The issue with imbalanced classes raises when the disproportion alters the separability of the classes instances. But this does not happen in ever imbalanced dataset: sometimes the more data you have from one class the better you can differentiate the scarse data from it since it lets you find more easily which features are meaningful to create an discriminating plane (even though you are not using discriminative analysis the point is to classify-separate the instances according to classes).

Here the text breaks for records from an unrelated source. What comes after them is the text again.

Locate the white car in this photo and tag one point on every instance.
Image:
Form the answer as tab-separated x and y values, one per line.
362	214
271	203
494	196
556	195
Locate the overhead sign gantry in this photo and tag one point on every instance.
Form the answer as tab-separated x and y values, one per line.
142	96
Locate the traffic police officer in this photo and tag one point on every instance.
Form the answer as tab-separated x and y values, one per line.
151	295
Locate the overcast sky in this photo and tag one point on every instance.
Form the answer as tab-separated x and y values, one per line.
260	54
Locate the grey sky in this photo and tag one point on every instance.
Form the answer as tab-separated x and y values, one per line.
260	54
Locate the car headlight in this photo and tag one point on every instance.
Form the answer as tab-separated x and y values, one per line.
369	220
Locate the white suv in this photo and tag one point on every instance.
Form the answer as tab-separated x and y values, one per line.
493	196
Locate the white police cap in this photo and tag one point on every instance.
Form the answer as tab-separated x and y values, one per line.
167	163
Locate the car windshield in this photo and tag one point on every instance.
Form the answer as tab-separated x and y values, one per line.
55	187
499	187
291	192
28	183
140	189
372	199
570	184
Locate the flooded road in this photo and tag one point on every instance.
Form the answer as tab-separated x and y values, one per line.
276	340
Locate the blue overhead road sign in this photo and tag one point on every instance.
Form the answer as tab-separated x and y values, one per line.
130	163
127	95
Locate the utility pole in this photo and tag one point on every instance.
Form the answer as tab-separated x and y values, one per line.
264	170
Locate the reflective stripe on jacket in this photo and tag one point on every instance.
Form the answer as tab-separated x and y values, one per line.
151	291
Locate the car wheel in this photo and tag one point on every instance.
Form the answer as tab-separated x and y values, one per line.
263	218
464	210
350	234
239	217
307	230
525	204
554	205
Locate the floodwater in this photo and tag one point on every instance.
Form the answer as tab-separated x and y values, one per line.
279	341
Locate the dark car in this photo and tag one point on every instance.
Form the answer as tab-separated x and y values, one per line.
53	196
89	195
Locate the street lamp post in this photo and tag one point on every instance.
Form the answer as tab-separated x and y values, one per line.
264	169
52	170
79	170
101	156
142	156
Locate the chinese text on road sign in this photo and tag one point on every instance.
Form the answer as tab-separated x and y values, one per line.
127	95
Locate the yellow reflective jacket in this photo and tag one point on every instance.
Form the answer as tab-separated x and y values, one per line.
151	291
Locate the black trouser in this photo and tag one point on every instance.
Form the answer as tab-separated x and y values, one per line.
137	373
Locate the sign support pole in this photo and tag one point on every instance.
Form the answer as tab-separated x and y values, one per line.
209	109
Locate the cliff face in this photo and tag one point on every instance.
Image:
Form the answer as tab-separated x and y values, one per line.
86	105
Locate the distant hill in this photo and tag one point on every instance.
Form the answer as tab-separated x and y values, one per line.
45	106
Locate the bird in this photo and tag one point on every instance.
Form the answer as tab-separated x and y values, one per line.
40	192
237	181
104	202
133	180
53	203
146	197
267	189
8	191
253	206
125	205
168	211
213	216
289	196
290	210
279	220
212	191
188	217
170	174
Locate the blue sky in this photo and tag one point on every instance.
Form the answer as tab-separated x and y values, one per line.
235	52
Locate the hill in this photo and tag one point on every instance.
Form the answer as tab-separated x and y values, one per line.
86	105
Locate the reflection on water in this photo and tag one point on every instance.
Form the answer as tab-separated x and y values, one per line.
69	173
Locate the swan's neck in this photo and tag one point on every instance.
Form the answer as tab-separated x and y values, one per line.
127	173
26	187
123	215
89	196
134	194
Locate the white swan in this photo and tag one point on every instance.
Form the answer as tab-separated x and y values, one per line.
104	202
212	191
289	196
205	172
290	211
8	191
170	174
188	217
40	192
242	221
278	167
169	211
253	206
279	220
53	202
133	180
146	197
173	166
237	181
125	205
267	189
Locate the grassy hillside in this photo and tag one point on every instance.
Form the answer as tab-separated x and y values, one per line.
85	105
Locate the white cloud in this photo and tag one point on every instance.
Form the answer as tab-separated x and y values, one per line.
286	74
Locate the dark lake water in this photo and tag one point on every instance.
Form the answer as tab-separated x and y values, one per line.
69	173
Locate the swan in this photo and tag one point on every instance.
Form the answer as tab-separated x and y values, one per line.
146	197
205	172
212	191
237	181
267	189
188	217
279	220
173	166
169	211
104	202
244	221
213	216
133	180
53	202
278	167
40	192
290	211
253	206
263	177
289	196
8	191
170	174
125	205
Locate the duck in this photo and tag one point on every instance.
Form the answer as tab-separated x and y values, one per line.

For example I can remember the KDDCup2004 protein classification task in which one class had 99.1% of the instances in the training set but if you tried to use under sampling methods to alleviate the imbalance you would only get worse results. That meaning that the large amount of data from the first class defined the data in the smaller one.
Concerning random forests, and decision trees in general, they work by selecting, at each step, the most promising feature that can partitionate the set into two (or more) class-meaningful subsets. Having inherently more data about one class does not bias this partitioning by default ( = always) but only when the imbalance is not representative of the classes real distributions.
So I suggest that you first run a multivariate analysis to try to get the extent of imbalance among classes in your dataset and the run a series of experiments with different undersampling ratios if you still ar ein doubt.
I have used Random Forrests in my task before. Although the data don't need be balanced, however if the positive samples are too few, the pattern of the data maybe drown in the noise. Most of classify methods even (random forrests and ada boost) should have this flaw more or less.'Over sample' may be a good idea to deal with this problem.
Perhaps the paper Logistic Regression in rareis useful with this sort of problem, although its topic is logistic regression.